Acts 2:16

De profetie van Joël

Om te verklaren wat er is gebeurd, doet Petrus een beroep op wat door de profeet Joël over een dergelijke gebeurtenis is geschreven. Joël heeft geschreven over de uitstorting van Gods Geest “in de laatste dagen”. Dat hebben ook de profeten Jesaja en Ezechiël gedaan (Js 32:15; Ez 39:29). Jesaja en Ezechiël spreken erover in verbinding met de laatste dagen en als zegen voor Israël. Joël spreekt ook over de laatste dagen, maar dan als zegen voor “alle vlees”. Daarmee gaat hij buiten de grenzen van Israël. Petrus weet, onder de leiding van de Heilige Geest, het juiste Schriftwoord aan te halen. Hij weet ook waar hij zijn aanhaling moet stoppen.

Het is belangrijk om erop te letten dat hij Joël 2 aanhaalt zonder te zeggen dat het de vervulling is van deze profetie (Jl 2:28-31). Dat is ook niet zo. Hij verwijst naar Joël omdat wat op de Pinksterdag gebeurt hetzelfde karakter heeft als wat Joël heeft aangekondigd. De uitstorting van de Heilige Geest op de Pinksterdag is iets wat doet denken aan wat Joël heeft gezegd. We kunnen zeggen dat het een voorvervulling van de profetie is, niet de vervulling zelf. De vervulling zal plaatsvinden nadat voldaan is aan wat Joël in de voorgaande verzen heeft geprofeteerd. Het woord “daarna”, waarmee Joël 2:28 begint (Jl 2:28), laat zien dat er een chronologisch verband is met de voorgaande verzen.

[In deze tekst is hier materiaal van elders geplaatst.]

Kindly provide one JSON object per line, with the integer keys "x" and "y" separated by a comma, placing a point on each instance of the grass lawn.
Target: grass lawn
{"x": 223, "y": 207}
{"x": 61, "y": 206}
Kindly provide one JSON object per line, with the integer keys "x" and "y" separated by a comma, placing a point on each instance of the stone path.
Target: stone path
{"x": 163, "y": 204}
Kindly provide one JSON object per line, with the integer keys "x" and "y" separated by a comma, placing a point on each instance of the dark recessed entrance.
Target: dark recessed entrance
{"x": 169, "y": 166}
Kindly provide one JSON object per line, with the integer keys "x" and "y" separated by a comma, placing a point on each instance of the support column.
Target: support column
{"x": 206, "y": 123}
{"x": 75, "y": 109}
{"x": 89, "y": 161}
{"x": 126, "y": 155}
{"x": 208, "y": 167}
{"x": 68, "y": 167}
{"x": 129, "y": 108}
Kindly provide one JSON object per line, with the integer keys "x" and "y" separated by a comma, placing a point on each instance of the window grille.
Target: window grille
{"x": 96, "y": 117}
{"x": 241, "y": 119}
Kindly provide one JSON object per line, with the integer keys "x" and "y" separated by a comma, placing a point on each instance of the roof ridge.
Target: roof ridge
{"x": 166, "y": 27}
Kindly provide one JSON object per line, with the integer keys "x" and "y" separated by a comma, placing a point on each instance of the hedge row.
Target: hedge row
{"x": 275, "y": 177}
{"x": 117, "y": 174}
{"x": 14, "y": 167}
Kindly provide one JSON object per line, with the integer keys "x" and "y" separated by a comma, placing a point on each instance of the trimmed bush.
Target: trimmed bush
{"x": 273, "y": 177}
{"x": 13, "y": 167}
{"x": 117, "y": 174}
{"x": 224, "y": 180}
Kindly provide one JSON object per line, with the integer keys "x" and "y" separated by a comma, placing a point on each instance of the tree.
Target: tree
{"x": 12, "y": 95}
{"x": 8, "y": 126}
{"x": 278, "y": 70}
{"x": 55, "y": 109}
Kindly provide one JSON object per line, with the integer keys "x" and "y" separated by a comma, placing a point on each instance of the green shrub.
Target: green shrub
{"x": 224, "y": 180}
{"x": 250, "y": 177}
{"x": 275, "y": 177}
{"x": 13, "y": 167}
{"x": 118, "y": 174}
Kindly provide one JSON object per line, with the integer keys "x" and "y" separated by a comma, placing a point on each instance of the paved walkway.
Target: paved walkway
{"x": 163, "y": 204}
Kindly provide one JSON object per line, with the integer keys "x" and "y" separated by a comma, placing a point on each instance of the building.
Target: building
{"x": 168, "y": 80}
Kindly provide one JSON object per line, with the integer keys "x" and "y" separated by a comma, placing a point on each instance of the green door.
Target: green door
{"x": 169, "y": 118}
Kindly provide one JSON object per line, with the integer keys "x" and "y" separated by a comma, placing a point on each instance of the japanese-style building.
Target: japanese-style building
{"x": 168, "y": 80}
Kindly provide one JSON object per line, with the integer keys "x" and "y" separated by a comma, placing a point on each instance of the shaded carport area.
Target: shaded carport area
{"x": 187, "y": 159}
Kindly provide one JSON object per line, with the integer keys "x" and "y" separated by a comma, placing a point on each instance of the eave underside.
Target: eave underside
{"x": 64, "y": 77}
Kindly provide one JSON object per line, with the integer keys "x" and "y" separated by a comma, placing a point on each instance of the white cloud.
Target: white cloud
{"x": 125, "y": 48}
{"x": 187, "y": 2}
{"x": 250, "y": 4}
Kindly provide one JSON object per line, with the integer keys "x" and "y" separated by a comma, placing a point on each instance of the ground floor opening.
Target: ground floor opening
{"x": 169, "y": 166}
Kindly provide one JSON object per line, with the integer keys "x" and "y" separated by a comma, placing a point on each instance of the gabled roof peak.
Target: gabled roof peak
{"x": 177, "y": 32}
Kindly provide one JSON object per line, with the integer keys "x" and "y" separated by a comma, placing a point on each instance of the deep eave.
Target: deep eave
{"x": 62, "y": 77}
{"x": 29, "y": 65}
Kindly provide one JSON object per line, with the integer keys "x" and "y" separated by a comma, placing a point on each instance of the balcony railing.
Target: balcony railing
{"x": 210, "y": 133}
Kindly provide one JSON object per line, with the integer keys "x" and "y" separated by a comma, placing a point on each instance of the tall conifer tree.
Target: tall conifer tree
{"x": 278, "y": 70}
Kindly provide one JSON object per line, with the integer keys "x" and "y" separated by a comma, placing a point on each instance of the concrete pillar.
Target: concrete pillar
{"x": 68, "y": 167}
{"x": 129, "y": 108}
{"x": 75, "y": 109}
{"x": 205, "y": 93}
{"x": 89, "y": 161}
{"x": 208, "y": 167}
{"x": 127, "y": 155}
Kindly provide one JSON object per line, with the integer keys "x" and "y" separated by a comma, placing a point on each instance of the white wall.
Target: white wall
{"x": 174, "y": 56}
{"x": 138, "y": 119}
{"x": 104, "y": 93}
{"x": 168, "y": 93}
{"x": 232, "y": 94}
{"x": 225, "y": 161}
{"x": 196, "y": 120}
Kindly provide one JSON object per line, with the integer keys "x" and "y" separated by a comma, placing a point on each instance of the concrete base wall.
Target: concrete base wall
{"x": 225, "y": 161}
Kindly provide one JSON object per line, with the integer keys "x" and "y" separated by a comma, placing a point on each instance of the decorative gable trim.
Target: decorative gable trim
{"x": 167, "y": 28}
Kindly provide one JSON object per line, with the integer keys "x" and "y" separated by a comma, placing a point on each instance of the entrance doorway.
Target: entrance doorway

Het hoofddoel van Petrus met het aanhalen van dit vers uit Joël is om de Joden duidelijk te maken dat dit wonderlijke dat zo plotseling in hun midden heeft plaatsgevonden, volledig bevestigd wordt door wat Joël over de uitstorting van de Geest heeft gezegd. Maar de uitstorting die nu heeft plaatsgevonden, is niet de volle vervulling van de gebeurtenis die door Joël is aangekondigd. De Heilige Geest is op aarde gekomen en daardoor is de gemeente ontstaan, die Hij verder zal vormen, zoals dit boek Handelingen laat zien. Die uitstorting is gebeurd om een volk voor de hemel te vormen. Daarvoor is de Geest nog steeds op aarde. Waarover Joël schrijft, zal plaatsvinden in de laatste dagen, de dagen van de toekomst, als de vijanden van Israël verslagen zijn en het volk zelf in zijn land woont.

Verder is ook de uitdrukking “al wat leeft” of “alle vlees” van belang. Die uitdrukking betekent niet ‘alle dan levende mensen’, maar geeft aan dat het uitstorten van de Heilige Geest niet beperkt is tot de Joden. Ook dat aspect van de uitstorting van de Heilige Geest in de laatste dagen is duidelijk aanwezig bij wat op de Pinksterdag gebeurt.

Het is niet zo, dat God iedere nieuwe gelovige in staat stelde de Joodse taal te spreken, maar Hij liet Zijn getuigen de talen spreken van hun volksgenoten die onder de heidenen verstrooid zijn geweest. Dit is een bijzonder getuigenis van de genade die uitgaat naar de heidenen. Gelovigen uit de heidenen worden niet ingevoegd in het Joodse volk, maar zij krijgen als heidenen deel aan de zegen van de Heilige Geest. Hiermee wordt in zeker opzicht het oordeel opgeheven dat God in de spraakverwarring over de mensheid had gebracht. De taal vormt geen barrière meer.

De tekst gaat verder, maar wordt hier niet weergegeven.